The 2016 annual meeting of the College of American Pathlologists (CAP16) is coming up September 25-28 in Las Vegas. In this series of posts, I'll be featuring poster abstracts of particular interest to neuropathologists.
Doan V. Lai and colleagues at Oklahoma University and St. Jude's in Memphis in Poster #184 describe a combination of low- and high-grade molecular features in a pediatric diffuse astrocytoma.

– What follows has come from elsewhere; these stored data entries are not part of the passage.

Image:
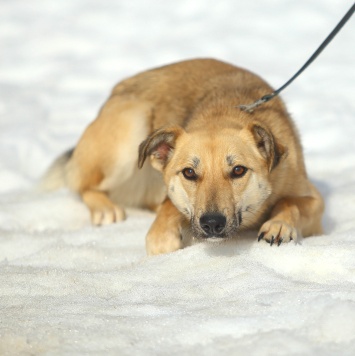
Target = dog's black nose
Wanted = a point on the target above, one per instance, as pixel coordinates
(213, 224)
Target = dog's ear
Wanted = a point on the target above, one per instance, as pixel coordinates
(267, 146)
(159, 146)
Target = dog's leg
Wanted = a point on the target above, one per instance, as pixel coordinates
(103, 210)
(106, 158)
(292, 216)
(164, 235)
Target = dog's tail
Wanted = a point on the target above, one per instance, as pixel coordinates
(55, 177)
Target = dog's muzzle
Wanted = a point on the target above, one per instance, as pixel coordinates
(213, 225)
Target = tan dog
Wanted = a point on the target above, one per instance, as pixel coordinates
(224, 170)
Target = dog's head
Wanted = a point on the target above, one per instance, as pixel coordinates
(217, 180)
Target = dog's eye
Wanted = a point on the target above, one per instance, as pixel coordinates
(189, 174)
(238, 171)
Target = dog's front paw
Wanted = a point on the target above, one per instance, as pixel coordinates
(108, 214)
(157, 244)
(277, 231)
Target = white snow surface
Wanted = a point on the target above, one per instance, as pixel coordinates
(69, 288)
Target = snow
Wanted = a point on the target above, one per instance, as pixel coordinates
(69, 288)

Diffuse gliomas are uncommon in children but cause significant morbidity and mortality. Unlike diffuse gliomas in adults, pediatric low-grade tumors rarely progress to high-grade disease. Molecular studies are playing an increasingly large role in classifying and predicting therapeutic response in these tumors. MYB rearrangements are common in pediatric diffuse low-grade astrocytomas. EGFR amplification, which occurs in high-grade gliomas, however, is not reported in low-grade gliomas. We report the first case of a pediatric astrocytoma with both MYB rearrangement and EGFR amplification. A 3-year-old boy was found to have a T2 hyperintense, nonenhancing mass in the
left temporal lobe after minor head trauma. Histology showed a diffuse astrocytic tumor with low cell density and bland cytology. Mitotic figures were present, albeit focally, prompting a diagnosis of anaplastic astrocytoma. No necrosis or microvascular proliferation was identified. The Ki-67 labeling index, while generally low, rose to approximately 20%, corresponding to regions of mitotic activity. Interphase fluorescence in situ hybridization analysis showed both rearrangement of MYB in two-thirds of cells and amplification of EGFR in approximately one-quarter of cells. This combination of low- and high-grade molecular features in a pediatric diffuse astrocytoma is so far unique and may
represent the molecular correlate of the rare clinical scenario where a pediatric diffuse astrocytoma, with MYB rearrangement, progresses to high-grade disease.